Two recent studies convincingly demonstrate the efficacy of DNA barcoding to recover biologically significant groupings or species. Within a single morphologically identified skipper butterfly species, DNA barcoding separates 10 cryptic species (Hebert et al, 2004a). These cryptic species differ in larval appearance, food plant or habitat preference. In another recent study, morphologically indistinguishable parasitoid flies (Tachinidae) were shown to be comprised of groups of separate host-specific cryptic species (Smith et al, 2006). In these studies, the extraordinary success of the barcoding technique is due to the tight correlation of ecological data with barcoding-based species clusters. This provides compelling evidence that the new species detected by means of DNA barcoding are genuine, rather than merely methodological artefacts.

The utility of barcoding relies on the assumption that genetic variation within a species is much smaller than variation between species. This assumption was valid in the Hebert studies mentioned above and gave 98–100% species identification success rates (Hebert et al, 2004a, 2004b; Ward et al, 2005; Hajibabaei et al, 2006). However, these studies are probably somewhat biased tests of the method. First, intraspecific variation has usually been underestimated, either because only one to two individuals per species were analysed, or because sampling was carried out within a restricted geographic area. Second, interspecific variation has been overestimated because, for most species, sister taxa (their closest relatives) were not included in the analyses as they do not necessarily occur in the areas over which the sampling was carried out. Both of these factors lead to inflated assignment accuracy rates.

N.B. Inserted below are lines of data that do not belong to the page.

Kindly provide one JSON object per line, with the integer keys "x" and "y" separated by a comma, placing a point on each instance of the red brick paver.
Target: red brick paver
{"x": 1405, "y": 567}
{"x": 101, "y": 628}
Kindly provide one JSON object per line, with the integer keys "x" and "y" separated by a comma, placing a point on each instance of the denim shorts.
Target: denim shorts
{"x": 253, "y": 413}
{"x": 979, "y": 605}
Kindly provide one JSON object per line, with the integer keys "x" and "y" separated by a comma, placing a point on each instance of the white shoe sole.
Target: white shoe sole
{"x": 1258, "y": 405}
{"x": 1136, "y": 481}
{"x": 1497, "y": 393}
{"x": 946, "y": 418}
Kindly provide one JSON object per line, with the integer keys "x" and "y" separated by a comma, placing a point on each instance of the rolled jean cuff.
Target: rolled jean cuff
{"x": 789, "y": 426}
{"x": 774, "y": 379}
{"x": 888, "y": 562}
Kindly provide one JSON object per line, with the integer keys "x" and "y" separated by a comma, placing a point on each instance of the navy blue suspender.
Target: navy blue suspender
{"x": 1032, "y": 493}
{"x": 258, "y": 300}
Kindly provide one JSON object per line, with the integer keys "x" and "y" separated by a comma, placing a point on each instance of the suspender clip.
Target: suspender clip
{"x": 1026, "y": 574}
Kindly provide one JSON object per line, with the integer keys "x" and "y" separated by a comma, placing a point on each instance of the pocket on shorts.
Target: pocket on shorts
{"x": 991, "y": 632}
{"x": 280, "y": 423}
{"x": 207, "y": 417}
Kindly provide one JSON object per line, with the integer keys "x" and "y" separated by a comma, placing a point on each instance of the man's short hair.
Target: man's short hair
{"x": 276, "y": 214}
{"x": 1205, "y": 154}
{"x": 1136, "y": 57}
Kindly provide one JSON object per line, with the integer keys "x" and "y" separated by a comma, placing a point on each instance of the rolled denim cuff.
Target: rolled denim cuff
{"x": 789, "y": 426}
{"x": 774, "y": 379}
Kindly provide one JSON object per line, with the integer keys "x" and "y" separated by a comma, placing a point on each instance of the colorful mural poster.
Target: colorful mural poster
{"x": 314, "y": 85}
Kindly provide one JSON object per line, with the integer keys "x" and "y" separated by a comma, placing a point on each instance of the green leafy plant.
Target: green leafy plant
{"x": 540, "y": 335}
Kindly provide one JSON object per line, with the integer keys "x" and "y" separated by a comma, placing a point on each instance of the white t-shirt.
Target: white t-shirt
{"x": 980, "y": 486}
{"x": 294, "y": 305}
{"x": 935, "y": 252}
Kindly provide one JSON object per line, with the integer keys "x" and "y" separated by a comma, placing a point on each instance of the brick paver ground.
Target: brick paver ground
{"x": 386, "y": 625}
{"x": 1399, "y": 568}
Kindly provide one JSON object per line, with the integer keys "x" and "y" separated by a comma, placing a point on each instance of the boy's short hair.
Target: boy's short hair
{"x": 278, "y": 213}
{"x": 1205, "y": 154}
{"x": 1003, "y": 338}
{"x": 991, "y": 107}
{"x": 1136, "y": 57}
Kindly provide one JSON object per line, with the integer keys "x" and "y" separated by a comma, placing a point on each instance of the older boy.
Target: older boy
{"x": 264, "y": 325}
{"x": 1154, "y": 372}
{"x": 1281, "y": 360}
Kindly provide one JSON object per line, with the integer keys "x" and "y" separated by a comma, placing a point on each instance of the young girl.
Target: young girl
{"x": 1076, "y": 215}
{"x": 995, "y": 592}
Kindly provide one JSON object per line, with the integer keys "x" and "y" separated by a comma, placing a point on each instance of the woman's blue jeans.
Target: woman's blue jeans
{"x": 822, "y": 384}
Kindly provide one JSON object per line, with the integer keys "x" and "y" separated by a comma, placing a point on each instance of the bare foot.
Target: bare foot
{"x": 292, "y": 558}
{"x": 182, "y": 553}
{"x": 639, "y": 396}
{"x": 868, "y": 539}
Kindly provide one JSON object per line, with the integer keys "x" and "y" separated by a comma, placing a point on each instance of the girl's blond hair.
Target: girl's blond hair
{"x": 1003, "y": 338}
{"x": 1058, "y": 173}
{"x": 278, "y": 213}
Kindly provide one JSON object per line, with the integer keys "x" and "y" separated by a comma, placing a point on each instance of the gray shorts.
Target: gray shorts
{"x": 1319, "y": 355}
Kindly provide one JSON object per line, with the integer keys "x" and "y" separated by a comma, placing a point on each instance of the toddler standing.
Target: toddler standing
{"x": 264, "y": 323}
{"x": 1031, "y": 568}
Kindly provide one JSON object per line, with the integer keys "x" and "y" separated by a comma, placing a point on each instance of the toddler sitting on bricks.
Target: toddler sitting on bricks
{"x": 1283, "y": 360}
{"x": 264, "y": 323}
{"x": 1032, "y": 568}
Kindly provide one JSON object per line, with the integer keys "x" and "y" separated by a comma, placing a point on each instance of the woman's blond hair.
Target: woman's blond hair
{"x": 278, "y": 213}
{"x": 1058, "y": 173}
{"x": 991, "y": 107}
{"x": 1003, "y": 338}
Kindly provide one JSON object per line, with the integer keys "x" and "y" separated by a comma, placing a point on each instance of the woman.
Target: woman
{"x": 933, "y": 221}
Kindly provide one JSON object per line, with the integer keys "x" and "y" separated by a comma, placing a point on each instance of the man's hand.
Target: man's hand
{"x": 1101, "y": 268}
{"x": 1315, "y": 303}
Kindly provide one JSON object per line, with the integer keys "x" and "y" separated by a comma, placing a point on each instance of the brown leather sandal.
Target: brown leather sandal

In contrast to the Hebert laboratory studies, a minimum assignment error of ∼17% was reported when comprehensive sampling of both inter- and intraspecific variation within cowries species was carried out (Meyer and Paulay, 2005).

Another problem with using the barcoding region to identify species is that it is located in the mitochondrial genome, rather than the nuclear genome. The nuclear genome contains the majority of genes and is inherited through both parents, while mitochondrial DNA (mtDNA) is only inherited through females. Factors such as interspecific hybridisation and infection by maternally transmitted endosymbionts such as Wolbachia are known to cause mitochondrial genes to flow between biological species such that species groupings created using mtDNA can differ from the true species groupings (Hurst and Jiggins, 2005).

To bring greater reliability to the identification of species using short DNA sequences, a move should be made to supplement the mtDNA-based barcode with nuclear barcodes. This would reduce the problem of reliance on a single character and help identify cases where mtDNA behaves differently to the nuclear genome. Most molecular phylogenetic studies routinely make use of multiple nuclear genes, so this is by no means a novel idea. However, there is a snag: most nuclear loci used either evolve too slowly to be useful for distinguishing closely related species, or have intron regions rife with insertions and deletions, and require cloning to obtain high-quality sequence information from heterozygotes. The challenge is therefore to find 600–1000 bp long nuclear protein coding regions undisrupted by introns, with rates of evolution fast enough to distinguish closely related species.

Despite the obvious drawbacks of using DNA barcoding, the reported success of using the barcoding region in distinguishing species from a range of taxa and to reveal cryptic species is remarkable. However, it is known that species identification based on a single DNA sequence will always produce some erroneous results. Efforts should therefore be made to develop nuclear barcodes to complement the barcoding region currently in use. As the advantages and limitations of barcoding become apparent, it is clear that taxonomic approaches integrating DNA sequencing, morphology and ecological studies will achieve maximum efficiency at species identification.